5

“That is what waits, daughter.” Matja Allina leaned back into Shadith’s hands, closed her eyes a moment, sinking into the calm Shadith was feeding her.

Ingva was more angry than afraid. She ran her hands through her hair, caught up a china ornament, flung it against the wall, hissed through her teeth as it crashed to the rug, shouted curses she’d learned from the Brushies. “H’Ra! Nguntik! No!”

The Matja straightened. “Listen to me. I want you to think carefully, Ingvalirri. You have three choices. You can wed Mingas. No. Listen to me. You’ll have rights as a wife you don’t have as an unmarried girl and if you’re clever enough, you’ll learn to manage him. You are clever enough, you know. He’s full of spite and anger and he’s apt to take out his frustrations on you, but he’s stupid, stupider than the Artwa without any of the Artwa’s charm; you understand what that means.”

Quieter now, Ingva twisted her face into a grimace of distaste. “Gah!”

“You’d be comfortable, you’d have a place to be, plenty of food, clothes.”

“No.”

“I was hoping you’d say that. The thought of him…” Matja Allina sighed and let Shadith once more soothe away her tensions. “I can send you to foster with one of my mother’s brothers. They’ll take you, find a husband for you when the time comes for that. And I’ll see you have a proper dowry.”

“H’ra! No.” She snatched up another ornament, caught her mother’s eye and set it gently down. “My uncles are… No!”

Mina smiled. “They are, aren’t they. You’ll be safe there, but you’ll have to be what they want. Are you sure?”

“Amurra! yes.”

“You know what the third choice is, luv. Go Brushie. It’ll be a hard life and a brutal one. You’ve seen enough of it to understand that, I think. I’ll tell you this, Ingvalirri, if I hadn’t met your father at just the right time, I’d be out there myself.”

“Come with me now.” Ingva rushed to her mother, dropped to her knees, caught hold of Allina’s hands. “We can both go, take Yla with us. Just leave.”

“I can’t, luv. There’s Paji. This is his Kuyyot, I have to hold it for him. Yla? She’d be miserable out there, she’s not like you. And I’m too old to bend, daughter, I’d be a drag on you and the Brushies. And a danger. You’ll be neither.”

Ingva dropped her head, rested her cheek a moment against her mother’s hands. “I’ll come back and see you when he’s gone.”

“If you go, luv, don’t yearn for what you’ve left behind. That’s a chart for disaster. Believe me.”

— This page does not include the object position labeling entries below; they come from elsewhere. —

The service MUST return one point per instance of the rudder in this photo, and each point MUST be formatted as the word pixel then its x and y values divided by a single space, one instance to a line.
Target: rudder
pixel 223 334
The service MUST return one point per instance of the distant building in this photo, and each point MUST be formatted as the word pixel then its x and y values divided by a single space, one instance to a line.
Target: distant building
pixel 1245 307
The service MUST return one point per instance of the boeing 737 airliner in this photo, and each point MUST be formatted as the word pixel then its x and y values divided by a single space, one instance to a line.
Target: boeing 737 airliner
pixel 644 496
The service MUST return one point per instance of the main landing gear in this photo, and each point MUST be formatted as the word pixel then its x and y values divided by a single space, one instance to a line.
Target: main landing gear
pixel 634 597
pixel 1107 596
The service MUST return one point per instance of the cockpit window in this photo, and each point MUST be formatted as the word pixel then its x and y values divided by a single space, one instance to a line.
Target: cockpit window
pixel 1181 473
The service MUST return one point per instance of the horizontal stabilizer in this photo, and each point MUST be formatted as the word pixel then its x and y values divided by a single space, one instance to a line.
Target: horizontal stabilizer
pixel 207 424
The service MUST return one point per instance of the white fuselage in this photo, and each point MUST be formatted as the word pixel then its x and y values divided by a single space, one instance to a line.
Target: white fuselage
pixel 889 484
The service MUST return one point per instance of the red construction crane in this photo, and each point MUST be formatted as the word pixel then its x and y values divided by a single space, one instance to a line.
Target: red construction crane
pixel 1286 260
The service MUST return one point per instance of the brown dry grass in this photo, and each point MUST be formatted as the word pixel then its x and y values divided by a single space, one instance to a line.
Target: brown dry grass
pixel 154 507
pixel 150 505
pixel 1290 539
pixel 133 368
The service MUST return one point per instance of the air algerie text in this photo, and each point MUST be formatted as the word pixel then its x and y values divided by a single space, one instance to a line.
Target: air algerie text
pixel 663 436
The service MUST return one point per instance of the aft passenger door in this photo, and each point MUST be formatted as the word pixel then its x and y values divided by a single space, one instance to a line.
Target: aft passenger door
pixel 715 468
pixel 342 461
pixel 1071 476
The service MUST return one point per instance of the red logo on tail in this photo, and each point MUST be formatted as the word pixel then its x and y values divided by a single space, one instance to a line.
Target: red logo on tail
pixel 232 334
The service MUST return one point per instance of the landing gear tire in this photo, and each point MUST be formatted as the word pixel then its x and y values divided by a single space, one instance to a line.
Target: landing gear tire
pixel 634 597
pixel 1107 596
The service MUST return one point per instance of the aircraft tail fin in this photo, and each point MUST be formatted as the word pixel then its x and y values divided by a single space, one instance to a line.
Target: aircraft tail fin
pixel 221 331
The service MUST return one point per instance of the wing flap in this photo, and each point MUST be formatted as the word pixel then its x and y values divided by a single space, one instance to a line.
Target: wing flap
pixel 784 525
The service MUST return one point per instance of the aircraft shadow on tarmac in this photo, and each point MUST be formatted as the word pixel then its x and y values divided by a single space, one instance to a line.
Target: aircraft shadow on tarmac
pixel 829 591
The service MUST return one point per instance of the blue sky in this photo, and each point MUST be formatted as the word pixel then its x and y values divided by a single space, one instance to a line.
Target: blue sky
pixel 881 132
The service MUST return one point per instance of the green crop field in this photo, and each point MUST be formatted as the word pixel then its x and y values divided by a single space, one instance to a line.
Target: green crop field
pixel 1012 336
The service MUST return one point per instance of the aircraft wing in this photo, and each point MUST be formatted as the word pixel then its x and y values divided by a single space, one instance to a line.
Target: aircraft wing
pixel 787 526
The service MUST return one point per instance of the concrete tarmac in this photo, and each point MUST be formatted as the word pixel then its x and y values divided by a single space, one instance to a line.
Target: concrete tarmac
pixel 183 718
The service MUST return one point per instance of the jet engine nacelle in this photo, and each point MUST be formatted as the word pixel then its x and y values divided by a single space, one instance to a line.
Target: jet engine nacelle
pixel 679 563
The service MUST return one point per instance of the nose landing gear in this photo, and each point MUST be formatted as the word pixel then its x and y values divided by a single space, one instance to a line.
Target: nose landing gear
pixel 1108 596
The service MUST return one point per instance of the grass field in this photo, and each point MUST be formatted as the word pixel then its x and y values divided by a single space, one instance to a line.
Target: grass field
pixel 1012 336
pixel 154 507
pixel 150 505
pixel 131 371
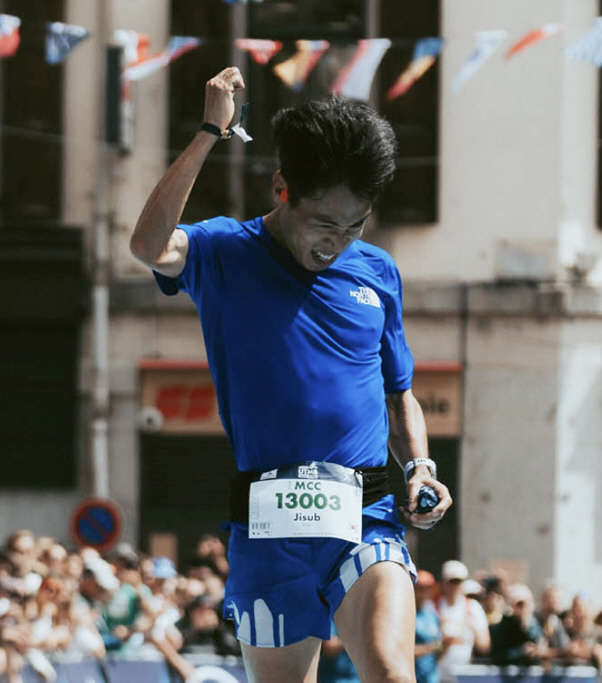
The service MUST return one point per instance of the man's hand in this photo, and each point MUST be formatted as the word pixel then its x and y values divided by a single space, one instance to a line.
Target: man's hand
pixel 219 97
pixel 422 477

“I don’t yearn for things.” Ingva gave her mother’s hand a last squeeze, got to her feet. “Only for people. Still,” she rubbed at her forehead, frowned at the wall without seeing it, “I’m going to need things. What can I take with me?”

“Well.” Matja Allina got to her feet, resettled the sleeping Paji. “Kizra, would you spend the next hour, please, with the convalescents? After that, do what you want for until an hour before supper, then I want to see you and Tinoopa in the Arring’s study.” She crossed to Ingva who was waiting by the door. “You’ll want horses and gear, Ingvalli. I’m going to give you your father’s Blacks. I can’t stand the thought of Mingas getting his hands on them. I’ll tell him they were killed in the Terror. Sugar and cloth, guns…” Her voice faded as she went out and up the stairs with her daughter.